What Happened?
A number of stocks jumped in the afternoon session after a new trade agreement between the United States and Japan spurred a broad market rally. The positive sentiment swept across markets after it was announced the U.S. and Japan had reached a new trade deal. The agreement included a 15% tariff on Japanese goods imported into the U.S. and a commitment from Japan to invest $550 billion in the U.S. and open its markets to American cars and agricultural products. This development boosted investor confidence and contributed to a widespread rally, lifting stocks across many sectors. The Dow Jones Industrial Average and the S&P 500 both posted gains, creating a favorable environment that likely benefited individual stocks.
The stock market overreacts to news, and big price drops can present good opportunities to buy high-quality stocks.
Among others, the following stocks were impacted:
- Hospital Chains company Acadia Healthcare (NASDAQ: ACHC) jumped 3.7%. Is now the time to buy Acadia Healthcare? Access our full analysis report here, it’s free.
- Dental Equipment & Technology company Henry Schein (NASDAQ: HSIC) jumped 3.5%. Is now the time to buy Henry Schein? Access our full analysis report here, it’s free.
- Senior Health, Home Health & Hospice company The Pennant Group (NASDAQ: PNTG) jumped 3.3%. Is now the time to buy The Pennant Group? Access our full analysis report here, it’s free.
- Digital Media & Content Platforms company Ziff Davis (NASDAQ: ZD) jumped 3.1%. Is now the time to buy Ziff Davis? Access our full analysis report here, it’s free.
- Project Management Software company Atlassian (NASDAQ: TEAM) jumped 3%. Is now the time to buy Atlassian? Access our full analysis report here, it’s free.
Zooming In On Acadia Healthcare (ACHC)
Acadia Healthcare’s shares are quite volatile and have had 16 moves greater than 5% over the last year. In that context, today’s move indicates the market considers this news meaningful but not something that would fundamentally change its perception of the business.
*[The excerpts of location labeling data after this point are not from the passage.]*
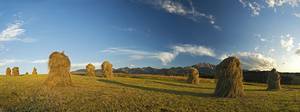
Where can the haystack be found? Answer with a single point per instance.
(90, 70)
(34, 71)
(8, 71)
(193, 76)
(273, 80)
(229, 76)
(59, 70)
(15, 71)
(107, 69)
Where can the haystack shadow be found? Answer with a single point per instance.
(178, 85)
(157, 89)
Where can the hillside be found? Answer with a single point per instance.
(138, 93)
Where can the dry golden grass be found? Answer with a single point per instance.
(59, 66)
(229, 76)
(90, 70)
(34, 71)
(143, 93)
(193, 77)
(15, 71)
(273, 80)
(8, 71)
(107, 69)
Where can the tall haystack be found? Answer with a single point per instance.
(34, 71)
(107, 69)
(229, 76)
(8, 71)
(90, 70)
(273, 80)
(59, 70)
(15, 71)
(193, 76)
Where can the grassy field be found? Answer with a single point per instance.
(145, 93)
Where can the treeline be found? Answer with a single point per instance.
(205, 71)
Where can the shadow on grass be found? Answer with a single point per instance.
(154, 78)
(172, 84)
(255, 90)
(157, 89)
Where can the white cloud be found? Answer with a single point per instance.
(263, 39)
(279, 3)
(257, 5)
(41, 61)
(164, 57)
(82, 65)
(287, 42)
(194, 50)
(271, 50)
(125, 51)
(253, 61)
(297, 15)
(253, 6)
(178, 8)
(298, 51)
(4, 62)
(12, 32)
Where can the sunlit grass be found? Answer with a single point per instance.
(138, 93)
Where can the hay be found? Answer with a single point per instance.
(59, 70)
(107, 69)
(229, 76)
(15, 71)
(90, 70)
(34, 71)
(273, 80)
(193, 76)
(8, 72)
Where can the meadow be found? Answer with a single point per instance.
(144, 93)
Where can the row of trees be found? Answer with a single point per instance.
(15, 71)
(229, 77)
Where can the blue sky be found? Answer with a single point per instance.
(158, 33)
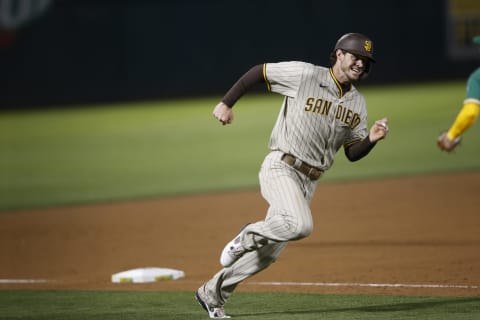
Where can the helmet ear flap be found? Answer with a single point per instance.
(366, 71)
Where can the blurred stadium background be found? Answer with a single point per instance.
(67, 52)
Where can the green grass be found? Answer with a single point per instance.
(104, 305)
(150, 149)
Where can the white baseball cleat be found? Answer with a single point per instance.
(213, 312)
(233, 250)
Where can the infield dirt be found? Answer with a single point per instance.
(421, 230)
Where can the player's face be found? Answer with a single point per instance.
(351, 66)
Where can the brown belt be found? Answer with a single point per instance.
(311, 172)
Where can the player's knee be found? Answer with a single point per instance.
(301, 229)
(304, 231)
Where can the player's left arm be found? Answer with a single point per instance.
(358, 149)
(223, 110)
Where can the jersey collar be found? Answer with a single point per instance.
(341, 89)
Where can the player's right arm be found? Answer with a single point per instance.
(465, 118)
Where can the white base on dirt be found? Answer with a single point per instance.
(143, 275)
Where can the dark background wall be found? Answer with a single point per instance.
(76, 52)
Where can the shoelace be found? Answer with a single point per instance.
(218, 312)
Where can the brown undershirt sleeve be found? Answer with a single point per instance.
(248, 80)
(359, 150)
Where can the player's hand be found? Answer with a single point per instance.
(223, 113)
(379, 130)
(445, 144)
The previous big move we wrote about was 5 days ago when the stock dropped 3.4% as several negative developments weighed on the sector. Weakness in managed care providers was a significant factor, with companies like Elevance Health and Humana seeing declines due to an analyst downgrade and a lost lawsuit regarding Medicare bonus payments, respectively. Additionally, some pharmaceutical and biotech companies experienced sharp drops following unfavorable news; for instance, Sarepta Therapeutics plunged after a report indicated another patient death tied to its experimental gene therapy, and GSK's blood cancer drug dosage was voted against by the FDA advisory committee. Broader market sentiment, including concerns about rising costs and inadequate pricing for 2025 plans among health insurers, also contributed to the downward pressure on healthcare equities.
Acadia Healthcare is down 43.8% since the beginning of the year, and at $22.92 per share, it is trading 72% below its 52-week high of $81.93 from August 2024. Investors who bought $1,000 worth of Acadia Healthcare’s shares 5 years ago would now be looking at an investment worth $791.17.